La campagne de sensibilisation handicap fonctionne sur le même ressort : la vie ensemble repose sur l’ouverture à l’autre dans un monde sans obstacles ni discriminations institutionnelles. Sauf que le jeune amputé porte une prothèse de bras imprimée 3D parce que ses parents n’ont pas eu les moyens de lui en acheter une qui soit durable et performante, que la dame sourde est la seule à pratiquer la langue des signes puisque celle-ci n’est pas l’objet d’actions publiques de formation et diffusion, que la jeune femme paraplégique aura sué sang et eau pour financer son fauteuil roulant actif. Aucune des difficultés du quotidien des personnes handicapées n’apparaît dans ces clips à la Bisounours, ni obstacles pour sortir de chez soi et rencontrer du monde, ni contraintes administratives et parcours du combattant, ni traitements différenciés maintenus par des politiques nationales ou territoriales. Cette campagne entre tout à fait dans le schéma de pensée hyper-positif de la secrétaire d’État aux personnes handicapées, Sophie Cluzel, et flatte sa tendance exacerbée à l’autosatisfaction : tout va bien dans « son » meilleur des mondes.
Outre cet aspect propagandiste à lunettes roses, on a repéré une bizarrerie : pourquoi une bannière de cette campagne se retrouve-t-elle sur un site Internet commercial d’information sur le handicap ? Ses visiteurs auraient donc besoin d’être sensibilisés au handicap ? Ou s’agit-il plutôt d’une récompense pour bons et loyaux services ? Ce site web a publié de nombreuses interviews de Madame Cluzel, à base de questions complaisantes. Il relaie l’action gouvernementale sans mise en perspective ni recul. Son directeur gérant a été nommé par la secrétaire d’État au comité de pilotage d’organisation de la CNH de février 2020, puis au Conseil National Consultatif des Personnes Handicapées (CNCPH). Il a signé avec la secrétaire d’État des partenariats en soutien au Duoday dont elle s’est appropriée l’organisation. Un décret fort opportun de novembre 2020 lui permet de faire déduire de la contribution pour l’emploi les salons de recrutement en ligne dont il s’est fait une spécialité, Sophie Cluzel les a d’ailleurs relayés sur Twitter. Aujourd’hui, la société exploitant ce site web sur le handicap va percevoir de l’argent de l’État pour diffuser la campagne gouvernementale de sensibilisation… aux handicaps. Décidément, la République exemplaire qu’Emmanuel Macron appelait de ses voeux pendant sa campagne électorale de 2017 reste celle des copains et des coquins…

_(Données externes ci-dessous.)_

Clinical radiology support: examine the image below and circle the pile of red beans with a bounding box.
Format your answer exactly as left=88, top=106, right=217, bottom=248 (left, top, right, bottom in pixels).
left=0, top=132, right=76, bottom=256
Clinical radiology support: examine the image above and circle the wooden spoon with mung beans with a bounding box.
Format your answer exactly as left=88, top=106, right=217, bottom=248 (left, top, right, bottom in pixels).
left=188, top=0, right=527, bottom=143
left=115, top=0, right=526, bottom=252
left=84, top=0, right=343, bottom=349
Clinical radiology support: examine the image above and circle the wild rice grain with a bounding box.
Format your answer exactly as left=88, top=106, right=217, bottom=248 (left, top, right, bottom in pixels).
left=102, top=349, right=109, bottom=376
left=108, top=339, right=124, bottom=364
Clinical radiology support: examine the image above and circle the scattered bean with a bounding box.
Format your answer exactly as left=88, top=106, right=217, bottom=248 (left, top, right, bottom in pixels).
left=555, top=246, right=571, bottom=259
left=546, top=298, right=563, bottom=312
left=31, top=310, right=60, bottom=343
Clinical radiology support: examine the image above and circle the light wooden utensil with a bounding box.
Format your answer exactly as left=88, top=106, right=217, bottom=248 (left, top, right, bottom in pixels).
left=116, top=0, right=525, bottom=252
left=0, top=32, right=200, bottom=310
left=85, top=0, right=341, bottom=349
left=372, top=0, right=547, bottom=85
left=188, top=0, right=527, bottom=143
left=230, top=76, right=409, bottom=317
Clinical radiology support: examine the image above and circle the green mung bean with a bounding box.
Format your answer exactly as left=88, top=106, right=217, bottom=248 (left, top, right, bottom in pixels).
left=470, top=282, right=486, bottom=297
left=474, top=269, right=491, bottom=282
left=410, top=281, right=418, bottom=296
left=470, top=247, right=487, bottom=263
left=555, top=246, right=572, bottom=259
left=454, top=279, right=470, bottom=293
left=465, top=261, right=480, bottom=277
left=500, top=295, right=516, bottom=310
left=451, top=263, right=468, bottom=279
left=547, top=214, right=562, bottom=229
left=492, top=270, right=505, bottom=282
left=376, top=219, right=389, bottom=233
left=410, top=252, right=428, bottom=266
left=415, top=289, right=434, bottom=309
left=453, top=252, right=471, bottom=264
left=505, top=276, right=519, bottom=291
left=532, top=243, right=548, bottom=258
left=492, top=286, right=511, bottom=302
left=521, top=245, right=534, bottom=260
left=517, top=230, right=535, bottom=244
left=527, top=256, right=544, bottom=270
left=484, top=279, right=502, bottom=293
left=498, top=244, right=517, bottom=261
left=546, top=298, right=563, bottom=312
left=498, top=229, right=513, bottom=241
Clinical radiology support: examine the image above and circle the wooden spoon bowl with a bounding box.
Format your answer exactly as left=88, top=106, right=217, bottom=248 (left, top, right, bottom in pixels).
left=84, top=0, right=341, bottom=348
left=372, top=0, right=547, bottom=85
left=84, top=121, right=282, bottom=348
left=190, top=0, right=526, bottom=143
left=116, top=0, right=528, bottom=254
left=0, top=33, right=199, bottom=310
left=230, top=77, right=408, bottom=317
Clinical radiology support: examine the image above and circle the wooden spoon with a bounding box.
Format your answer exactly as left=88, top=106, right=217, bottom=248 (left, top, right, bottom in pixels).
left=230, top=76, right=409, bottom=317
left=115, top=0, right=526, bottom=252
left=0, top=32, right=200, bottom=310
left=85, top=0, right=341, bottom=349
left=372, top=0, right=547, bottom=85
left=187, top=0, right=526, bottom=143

Laurent Lejard, novembre 2021.
Ajout du 15 novembre
Le magazine papier Être Handicap Information a obtenu, à la demande expresse de sa direction, de publier dans un numéro spécial cette publicité d’État. Son rédacteur en chef le justifie par la diffusion gratuite auprès du grand public de ce numéro consacré à l’emploi ; si lors du premier contact avec les services de Madame Cluzel cela leur a été refusé, c’est après avoir argumenté que cette publicité, dont le montant n’est pas précisé, a finalement été obtenue. On comprend mieux que le cabinet de la secrétaire d’Etat ait refusé de communiquer la liste des journaux et magazines retenus pour diffuser la campagne gouvernementale. Et on doit rappeler que tous les numéros du magazine Etre sont consacrés à l’emploi…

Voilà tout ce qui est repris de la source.